Asymmetrical and variable h.264 end-to-end latency

rel_28.2.1

The sender TX2 is generating an h.264 stream using

gst-launch-1.0 v4l2src device=/dev/video0 ! 'video/x-raw, format=UYVY, width=1920, height=1080, framerate=60/1' ! nvvidconv ! 'video/x-raw(memory:NVMM), format=NV12' ! omxh264enc ! 'video/x-h264, stream-format=(string)byte-stream' ! h264parse ! mpegtsmux alignment=7 ! udpsink host=x.y.z.a port=n sync=false  ttl-mc=6

A receiver TX2i is displaying the stream using

gst-launch-1.0 udpsrc port=n address=x.y.z.a ! tsdemux ! queue max-size-time=0 max-size-bytes=0 max-size-buffers=0 ! h264parse ! omxh264dec ! nvoverlaysink  sync=false

Where IGMP group address and port are masked

The latency is measured using a Raspberry Pi with two light sensors that are driven by a flashing block in the source video and then the display monitor. This provides an reasonably accurate measurement every second.

If the receiver is started before the sender then the latency is small and stable, at about 160 milliseconds

If the sender is started before the receiver then the latency starts at about 280 milliseconds and slowly decreases to 160 milliseconds, over about a minute.

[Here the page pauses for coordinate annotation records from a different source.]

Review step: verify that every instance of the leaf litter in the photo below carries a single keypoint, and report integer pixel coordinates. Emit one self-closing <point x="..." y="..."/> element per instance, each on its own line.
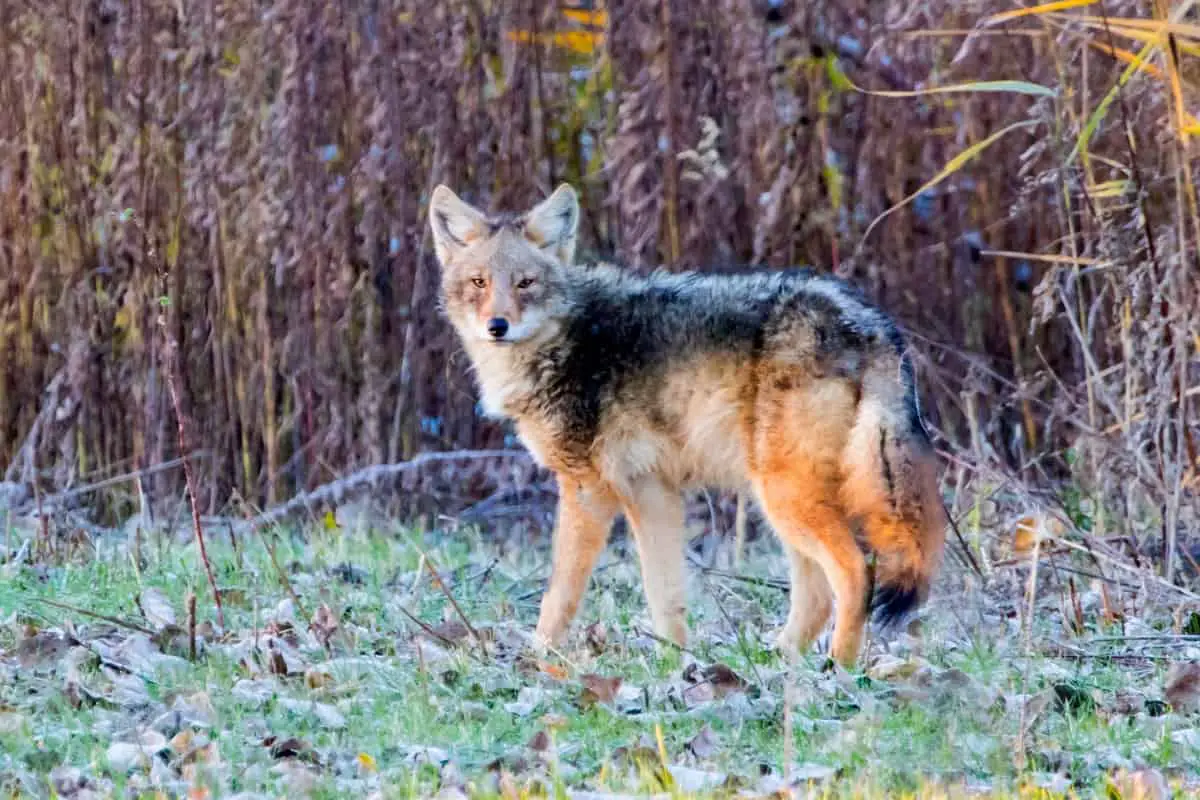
<point x="359" y="697"/>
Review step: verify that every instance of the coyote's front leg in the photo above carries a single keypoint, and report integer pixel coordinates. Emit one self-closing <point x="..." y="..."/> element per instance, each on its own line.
<point x="655" y="512"/>
<point x="585" y="518"/>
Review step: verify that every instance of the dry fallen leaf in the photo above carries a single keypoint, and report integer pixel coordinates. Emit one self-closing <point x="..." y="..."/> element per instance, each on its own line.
<point x="539" y="741"/>
<point x="156" y="607"/>
<point x="125" y="756"/>
<point x="703" y="745"/>
<point x="598" y="689"/>
<point x="597" y="638"/>
<point x="1141" y="785"/>
<point x="721" y="678"/>
<point x="324" y="624"/>
<point x="1182" y="689"/>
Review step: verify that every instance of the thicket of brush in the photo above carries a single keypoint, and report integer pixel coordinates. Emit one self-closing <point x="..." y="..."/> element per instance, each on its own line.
<point x="233" y="194"/>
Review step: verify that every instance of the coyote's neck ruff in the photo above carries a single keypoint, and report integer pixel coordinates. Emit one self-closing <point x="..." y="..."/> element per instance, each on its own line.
<point x="635" y="388"/>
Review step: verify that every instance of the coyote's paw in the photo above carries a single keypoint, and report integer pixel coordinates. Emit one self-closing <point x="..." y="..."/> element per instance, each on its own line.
<point x="792" y="641"/>
<point x="541" y="643"/>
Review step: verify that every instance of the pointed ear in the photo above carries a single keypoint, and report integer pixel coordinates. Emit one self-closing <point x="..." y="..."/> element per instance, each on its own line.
<point x="552" y="223"/>
<point x="455" y="223"/>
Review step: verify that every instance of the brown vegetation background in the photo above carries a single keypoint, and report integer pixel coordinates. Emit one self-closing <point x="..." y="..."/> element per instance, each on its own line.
<point x="233" y="194"/>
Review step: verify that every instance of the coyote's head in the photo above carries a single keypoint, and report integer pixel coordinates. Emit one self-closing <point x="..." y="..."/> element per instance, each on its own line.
<point x="502" y="277"/>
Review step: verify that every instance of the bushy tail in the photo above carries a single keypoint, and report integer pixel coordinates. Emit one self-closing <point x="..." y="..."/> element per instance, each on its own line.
<point x="891" y="487"/>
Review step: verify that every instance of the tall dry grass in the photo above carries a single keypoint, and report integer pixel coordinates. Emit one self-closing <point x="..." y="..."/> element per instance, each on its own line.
<point x="262" y="169"/>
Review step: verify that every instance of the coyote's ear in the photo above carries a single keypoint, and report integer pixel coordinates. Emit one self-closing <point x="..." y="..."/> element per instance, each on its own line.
<point x="552" y="223"/>
<point x="455" y="223"/>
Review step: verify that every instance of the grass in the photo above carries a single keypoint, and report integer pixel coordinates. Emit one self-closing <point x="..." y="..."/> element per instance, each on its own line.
<point x="387" y="710"/>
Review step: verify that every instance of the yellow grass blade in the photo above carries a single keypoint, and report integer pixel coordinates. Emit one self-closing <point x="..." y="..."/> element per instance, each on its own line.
<point x="577" y="41"/>
<point x="1093" y="121"/>
<point x="1156" y="26"/>
<point x="1077" y="260"/>
<point x="1109" y="188"/>
<point x="1017" y="86"/>
<point x="952" y="167"/>
<point x="928" y="32"/>
<point x="1044" y="8"/>
<point x="591" y="18"/>
<point x="1128" y="56"/>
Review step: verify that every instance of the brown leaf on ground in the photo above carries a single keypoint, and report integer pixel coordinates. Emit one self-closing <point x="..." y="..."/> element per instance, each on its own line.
<point x="40" y="648"/>
<point x="292" y="747"/>
<point x="598" y="689"/>
<point x="317" y="678"/>
<point x="276" y="663"/>
<point x="703" y="745"/>
<point x="156" y="607"/>
<point x="1182" y="687"/>
<point x="453" y="631"/>
<point x="539" y="743"/>
<point x="1141" y="785"/>
<point x="324" y="624"/>
<point x="597" y="638"/>
<point x="721" y="678"/>
<point x="553" y="721"/>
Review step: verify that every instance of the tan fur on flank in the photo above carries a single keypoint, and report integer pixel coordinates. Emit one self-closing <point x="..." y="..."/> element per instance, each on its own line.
<point x="634" y="389"/>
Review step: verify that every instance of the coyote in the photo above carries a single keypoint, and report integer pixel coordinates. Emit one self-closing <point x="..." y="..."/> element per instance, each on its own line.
<point x="633" y="389"/>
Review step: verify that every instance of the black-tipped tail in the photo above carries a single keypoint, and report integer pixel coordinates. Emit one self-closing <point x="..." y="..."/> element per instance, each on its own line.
<point x="892" y="605"/>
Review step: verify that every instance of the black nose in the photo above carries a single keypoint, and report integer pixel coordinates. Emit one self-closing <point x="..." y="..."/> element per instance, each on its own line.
<point x="497" y="326"/>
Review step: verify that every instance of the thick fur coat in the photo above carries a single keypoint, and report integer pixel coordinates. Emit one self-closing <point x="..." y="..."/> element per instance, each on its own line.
<point x="631" y="389"/>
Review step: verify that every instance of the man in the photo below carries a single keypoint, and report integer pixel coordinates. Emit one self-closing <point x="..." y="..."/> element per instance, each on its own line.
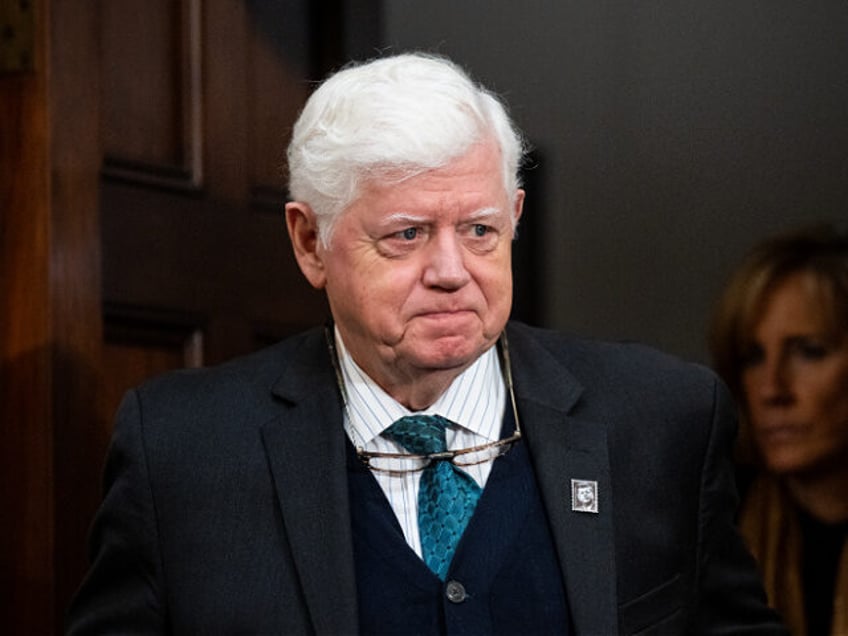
<point x="411" y="468"/>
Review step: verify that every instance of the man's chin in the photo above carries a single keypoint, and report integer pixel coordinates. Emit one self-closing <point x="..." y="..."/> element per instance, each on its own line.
<point x="448" y="352"/>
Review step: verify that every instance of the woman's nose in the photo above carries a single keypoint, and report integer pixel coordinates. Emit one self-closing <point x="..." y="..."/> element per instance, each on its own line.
<point x="773" y="384"/>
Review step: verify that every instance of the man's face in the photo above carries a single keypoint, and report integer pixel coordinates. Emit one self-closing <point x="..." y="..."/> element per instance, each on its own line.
<point x="418" y="273"/>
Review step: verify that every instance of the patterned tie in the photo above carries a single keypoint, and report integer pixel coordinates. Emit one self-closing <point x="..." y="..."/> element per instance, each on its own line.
<point x="446" y="496"/>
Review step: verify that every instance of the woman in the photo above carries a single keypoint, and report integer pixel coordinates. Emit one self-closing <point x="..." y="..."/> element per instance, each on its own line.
<point x="779" y="339"/>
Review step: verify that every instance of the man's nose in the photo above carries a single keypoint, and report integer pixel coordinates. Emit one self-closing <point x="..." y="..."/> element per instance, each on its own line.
<point x="445" y="262"/>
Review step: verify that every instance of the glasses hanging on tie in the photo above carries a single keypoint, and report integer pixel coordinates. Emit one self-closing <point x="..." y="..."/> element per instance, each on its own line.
<point x="400" y="463"/>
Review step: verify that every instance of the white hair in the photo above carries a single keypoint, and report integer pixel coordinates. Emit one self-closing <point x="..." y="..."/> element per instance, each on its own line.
<point x="392" y="118"/>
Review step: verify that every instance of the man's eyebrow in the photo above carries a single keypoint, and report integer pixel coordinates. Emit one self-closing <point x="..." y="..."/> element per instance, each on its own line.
<point x="484" y="213"/>
<point x="404" y="218"/>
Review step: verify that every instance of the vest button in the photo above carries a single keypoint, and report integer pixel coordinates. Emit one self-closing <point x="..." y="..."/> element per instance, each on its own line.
<point x="455" y="592"/>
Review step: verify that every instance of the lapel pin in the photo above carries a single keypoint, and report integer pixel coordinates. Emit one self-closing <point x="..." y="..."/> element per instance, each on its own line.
<point x="584" y="495"/>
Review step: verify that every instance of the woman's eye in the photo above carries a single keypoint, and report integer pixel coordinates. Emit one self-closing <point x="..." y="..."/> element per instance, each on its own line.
<point x="811" y="350"/>
<point x="751" y="357"/>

I have tried setting iframeinterval=10 and insert-sps-pps=true, without effect.
Changing the queue parameters and even removing the queue has no effect.

Clocks are default

This post is probably relevant? https://devtalk.nvidia.com/default/topic/1032771/jetson-tx2/no-encoder-perfomance-improvement-before-after-jetson_clocks-sh/post/5255605/#5255605

Hi,
You may set ‘async=false’ in udpsink and nvoverlaysink and test again.

The patch enables encoder to run in max clock always. Should also help the case.

There can be certain delay from the source, so suggest compare with videotestsrc.

async=false has no impact.

I do not see how changes to the encoder would be helpful in this particular situation.
The excess delay occurs when decoder joins an existing stream.
The encoder is then in steady state and generating frames at a constant rate.
The observed delay does not depend on how long the encoder has been running, but only on how long the decoder has been running.
The same behavior is seen when the decoder is repeated restarted over several hours.

The problem appears to lie in the decoder behavior when the first packets it sees fall in the middle of the stream. One would expect it to simply discard the incomplete data and start on the first iframe.

Hi,
UDP may not be reliable. You may try RTSP in TCP mode. A user has share a path to modify test-mp4:
https://devtalk.nvidia.com/default/topic/1062748/deepstream-sdk/nvvideoconvert-crashes-on-rtsp-input-src-crop-x-y-w-h-pipeline/post/5387790/#5387790

You may apply it to test-launch and try.

I require UDP multicast.
RTCP over TCP is not an option

Hi,
In UDP protocol, if it has not received codec specific data(SPS/PPS in h264), it drops the received stream untils codec data is well received. This may introduce extra latency.